Pequenos presentes aos entregadores foram muito mais comuns nos últimos meses
Pequenos presentes aos entregadores foram muito mais comuns nos últimos meses Source: Arthur Aguillera/supplied
"Deu pra perceber uma diferença de tratamento das pessoas. Muita gente assustada por alguém estar indo na casa dela, não sabe a procedência, se está doente ou não. Algumas pessoas tentam achar uma forma de agradecer, como uma escrita, na instrução (da entrega), ou deixando um bilhete na porta agradecendo. Teve também pessoas que pediu restrição (de distanciamento) na entrega, mas a pessoa foi lá, abriu a porta e agradeceu a entrega, por estar fazendo um trabalho excelente. (...) Mas acredito que as pessoas estão dando mais valor ao nosso trabalho sim, um pouquinho, dá pra se notar. É legal que as pessoas possam dar importância a um trabalho que é novo, entrega de mercadoria online é novo, muitas pessoas não conhecem, tanto que temos várias pessoas novas adquirindo o serviço. E essas pessoas vão continuar comprando online até depois dessa experiência, pela comodidade, pela conveniência."
 
 Arthur Aguillera é um dos subcontratados por uma das grandes redes de mercado da Austrália. Também natural de São Paulo, ele chegou em 2012 no país e desde então trabalha com o crescente mercado de entregas.
 
 Chegou na Austrália em 2012, esse trabalho foi um dos primeiros na Austrália, fazendo entregas pra um das duas maiores redes de supermercado.
 
"Uma mudança notória que nós sentimos foi uma mudança notória no reconhecimento do nosso trabalho. os motoristas que estão trabalhando estão recebendo diariamente presentes, mais gorjetas, agradecimentos pelo trabalho prestado, por conseguir manter as pessoas dentro de casa, por, querendo ou não, estar correndo esse risco. Estamos recebendo carta de cliente, motorista chega pra fazer entrega e ter um quadro "muito obrigado, delivery driver", cartas de crianças. O reconhecimento para os motoristas está sendo muito legal, as pessoas param na rua e agradecem o serviço que a gente está fazendo no momento. Querendo ou não, ajuda muita gente a não ir ao mercado e evitar o vírus se espalhar mais.

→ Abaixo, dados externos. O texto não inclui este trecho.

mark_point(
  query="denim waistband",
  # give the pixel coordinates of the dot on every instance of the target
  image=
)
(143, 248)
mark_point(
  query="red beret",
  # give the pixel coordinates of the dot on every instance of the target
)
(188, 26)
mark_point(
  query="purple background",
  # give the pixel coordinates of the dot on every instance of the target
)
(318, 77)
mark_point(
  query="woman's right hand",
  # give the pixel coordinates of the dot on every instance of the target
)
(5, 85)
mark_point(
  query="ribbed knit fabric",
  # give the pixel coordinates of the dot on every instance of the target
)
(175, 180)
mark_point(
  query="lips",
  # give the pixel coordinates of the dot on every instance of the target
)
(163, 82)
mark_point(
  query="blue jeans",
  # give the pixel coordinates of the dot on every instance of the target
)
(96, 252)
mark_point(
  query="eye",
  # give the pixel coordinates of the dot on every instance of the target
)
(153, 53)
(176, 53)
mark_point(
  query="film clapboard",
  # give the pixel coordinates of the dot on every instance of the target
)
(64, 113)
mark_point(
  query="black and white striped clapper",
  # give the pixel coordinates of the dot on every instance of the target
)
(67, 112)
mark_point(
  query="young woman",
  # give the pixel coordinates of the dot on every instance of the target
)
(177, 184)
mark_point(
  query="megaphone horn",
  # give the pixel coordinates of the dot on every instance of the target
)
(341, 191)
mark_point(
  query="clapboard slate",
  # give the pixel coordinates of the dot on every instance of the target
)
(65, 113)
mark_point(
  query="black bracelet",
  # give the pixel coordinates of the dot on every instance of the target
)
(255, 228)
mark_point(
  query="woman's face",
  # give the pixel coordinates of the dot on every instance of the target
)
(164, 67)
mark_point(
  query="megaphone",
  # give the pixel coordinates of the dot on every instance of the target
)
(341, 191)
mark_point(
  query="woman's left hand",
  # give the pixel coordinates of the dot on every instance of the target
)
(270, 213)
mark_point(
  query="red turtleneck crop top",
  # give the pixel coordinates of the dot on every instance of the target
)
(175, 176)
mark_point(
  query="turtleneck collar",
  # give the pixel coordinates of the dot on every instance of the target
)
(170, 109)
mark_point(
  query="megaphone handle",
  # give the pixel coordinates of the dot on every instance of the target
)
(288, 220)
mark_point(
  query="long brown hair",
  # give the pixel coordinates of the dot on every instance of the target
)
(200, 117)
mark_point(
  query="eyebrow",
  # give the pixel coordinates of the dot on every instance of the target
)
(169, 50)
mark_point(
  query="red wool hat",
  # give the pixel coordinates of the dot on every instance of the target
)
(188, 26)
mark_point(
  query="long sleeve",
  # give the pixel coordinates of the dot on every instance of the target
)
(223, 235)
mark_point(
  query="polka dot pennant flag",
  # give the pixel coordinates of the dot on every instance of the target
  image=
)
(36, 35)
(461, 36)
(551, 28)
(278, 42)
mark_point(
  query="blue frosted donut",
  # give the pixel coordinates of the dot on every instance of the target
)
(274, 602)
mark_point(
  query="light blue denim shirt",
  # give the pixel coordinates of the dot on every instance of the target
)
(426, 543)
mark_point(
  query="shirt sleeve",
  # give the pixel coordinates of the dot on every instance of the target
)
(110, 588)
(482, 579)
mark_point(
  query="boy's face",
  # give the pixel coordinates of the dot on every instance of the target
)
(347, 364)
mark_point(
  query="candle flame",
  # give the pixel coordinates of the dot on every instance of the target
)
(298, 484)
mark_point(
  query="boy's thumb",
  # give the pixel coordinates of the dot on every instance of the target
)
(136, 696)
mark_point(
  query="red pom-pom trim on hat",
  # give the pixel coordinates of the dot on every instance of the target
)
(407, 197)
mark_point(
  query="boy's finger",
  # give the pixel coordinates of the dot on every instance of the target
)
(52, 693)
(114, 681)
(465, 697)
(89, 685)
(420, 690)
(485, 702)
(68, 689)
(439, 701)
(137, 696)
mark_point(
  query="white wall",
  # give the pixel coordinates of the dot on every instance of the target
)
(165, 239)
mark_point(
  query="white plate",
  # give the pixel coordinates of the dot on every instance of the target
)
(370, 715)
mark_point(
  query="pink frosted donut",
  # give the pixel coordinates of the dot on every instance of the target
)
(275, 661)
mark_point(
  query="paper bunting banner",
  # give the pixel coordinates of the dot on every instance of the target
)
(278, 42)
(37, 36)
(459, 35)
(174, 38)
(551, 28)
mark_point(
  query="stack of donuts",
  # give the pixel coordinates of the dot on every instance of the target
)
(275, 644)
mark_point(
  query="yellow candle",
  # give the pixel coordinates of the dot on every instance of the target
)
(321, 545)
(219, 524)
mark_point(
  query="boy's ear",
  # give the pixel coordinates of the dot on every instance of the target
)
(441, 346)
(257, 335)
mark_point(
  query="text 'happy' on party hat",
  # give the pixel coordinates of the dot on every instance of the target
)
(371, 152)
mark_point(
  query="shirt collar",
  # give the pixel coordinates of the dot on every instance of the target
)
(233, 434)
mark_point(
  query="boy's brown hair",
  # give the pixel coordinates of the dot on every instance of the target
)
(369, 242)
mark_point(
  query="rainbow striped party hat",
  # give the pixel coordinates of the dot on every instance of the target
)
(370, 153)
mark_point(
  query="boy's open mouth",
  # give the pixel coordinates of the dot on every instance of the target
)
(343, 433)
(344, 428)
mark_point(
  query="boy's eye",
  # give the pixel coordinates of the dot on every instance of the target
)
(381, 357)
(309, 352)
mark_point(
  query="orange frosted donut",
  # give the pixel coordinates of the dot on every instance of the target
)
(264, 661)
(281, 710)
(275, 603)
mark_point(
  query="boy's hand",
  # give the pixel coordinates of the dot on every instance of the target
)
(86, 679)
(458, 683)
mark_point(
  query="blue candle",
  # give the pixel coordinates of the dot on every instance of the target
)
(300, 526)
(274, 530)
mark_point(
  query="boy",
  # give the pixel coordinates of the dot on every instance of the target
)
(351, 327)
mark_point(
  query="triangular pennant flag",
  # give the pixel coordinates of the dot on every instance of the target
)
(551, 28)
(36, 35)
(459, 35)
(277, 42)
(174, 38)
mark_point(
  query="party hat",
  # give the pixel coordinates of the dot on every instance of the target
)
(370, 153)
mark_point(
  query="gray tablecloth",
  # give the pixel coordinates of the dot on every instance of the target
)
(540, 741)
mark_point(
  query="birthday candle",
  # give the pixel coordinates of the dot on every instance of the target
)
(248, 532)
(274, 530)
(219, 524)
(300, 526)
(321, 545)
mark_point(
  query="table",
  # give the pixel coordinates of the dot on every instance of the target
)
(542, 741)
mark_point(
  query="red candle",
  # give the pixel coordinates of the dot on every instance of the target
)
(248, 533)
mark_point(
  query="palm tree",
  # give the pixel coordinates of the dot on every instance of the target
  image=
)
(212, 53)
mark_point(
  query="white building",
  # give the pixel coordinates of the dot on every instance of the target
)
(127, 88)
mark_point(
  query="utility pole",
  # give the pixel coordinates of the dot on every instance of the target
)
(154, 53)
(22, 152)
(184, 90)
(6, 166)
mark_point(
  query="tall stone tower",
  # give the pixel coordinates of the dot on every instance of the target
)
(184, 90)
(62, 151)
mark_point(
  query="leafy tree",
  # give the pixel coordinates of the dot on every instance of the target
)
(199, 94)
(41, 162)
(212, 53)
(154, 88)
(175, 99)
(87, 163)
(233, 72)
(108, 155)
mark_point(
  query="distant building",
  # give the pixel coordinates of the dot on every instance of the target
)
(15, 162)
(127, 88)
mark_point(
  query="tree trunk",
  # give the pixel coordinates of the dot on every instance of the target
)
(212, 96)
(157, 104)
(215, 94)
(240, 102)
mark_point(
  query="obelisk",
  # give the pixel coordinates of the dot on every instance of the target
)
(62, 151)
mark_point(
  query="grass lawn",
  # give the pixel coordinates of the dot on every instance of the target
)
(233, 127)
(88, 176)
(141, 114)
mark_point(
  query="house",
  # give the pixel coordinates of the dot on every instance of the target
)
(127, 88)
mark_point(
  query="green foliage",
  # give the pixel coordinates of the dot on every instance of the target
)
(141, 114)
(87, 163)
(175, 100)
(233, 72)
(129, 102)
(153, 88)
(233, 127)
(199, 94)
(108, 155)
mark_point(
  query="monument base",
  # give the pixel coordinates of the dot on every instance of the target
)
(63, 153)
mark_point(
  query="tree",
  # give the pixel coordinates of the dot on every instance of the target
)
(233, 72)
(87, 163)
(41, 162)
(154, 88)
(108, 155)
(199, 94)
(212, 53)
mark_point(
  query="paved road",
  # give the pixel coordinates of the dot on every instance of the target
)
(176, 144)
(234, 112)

O reconhecimento é algo que a gente sentiu 100% a diferença."
 
Arthur Aguillera é testemunha da crise econômica que já estamos vivendo na Austrália. Dono de uma das subcontratadas por uma das redes de supermercados, ele é responsável, entre outras coisas, por recrutar motoristas-entregadores.
 
"Uma grande mudança para a empresa (na pandemia) foi o número de motoristas procurando trabalho, o que era uma dificuldade pra gente dependendo da época do ano. Hoje recebemos de 20 a 30 ligações e emails por dia de motoristas procurando trabalho, que perderam seu emprego. Ninguém queria estar passando por isso, mas a gente acaba sendo privilegiado de trabalhar no online e não ter sido afetado. Pelo contrário, foram um dos poucos trabalhos que ficaram mais ocupados nessa época. Infelizmente não conseguimos ajudar todos, de um mês e meio pra cá contratamos 25 novos motoristas pra dar conta da demanda."
 
Trabalhar como motorista-entregador na Austrália é um trabalho duro, que normalmente começa por volta das cinco horas no turno da manhã e termina por volta das dez no da noite. É físico, tem seus perrengues, mas é um início fundamental para muitos brasileiros (e não só brasileiros) que chegam para viver na Austrália. Mas pode ser também recompensador, como lembra Gustavo Baldo Nista.
 
" Eu vejo que nosso trabalho também é uma forma muito bonita de ajudar as pessoas, porque a maioria do público que recebe nossas entregas é de pessoas idosas, com deficiência, mães com filhos pequenos. São pessoas que talvez até possam ir ao mercado, mas com esse nosso trabalho  de levar as compras até a casa das pessoas, é uma forma de ajudar. Não só, mas acredito que muitos outros motoristas, façam questão de serem educados, de levarem um sorriso, são pequenos gestos que fazem diferença na vida das pessoas."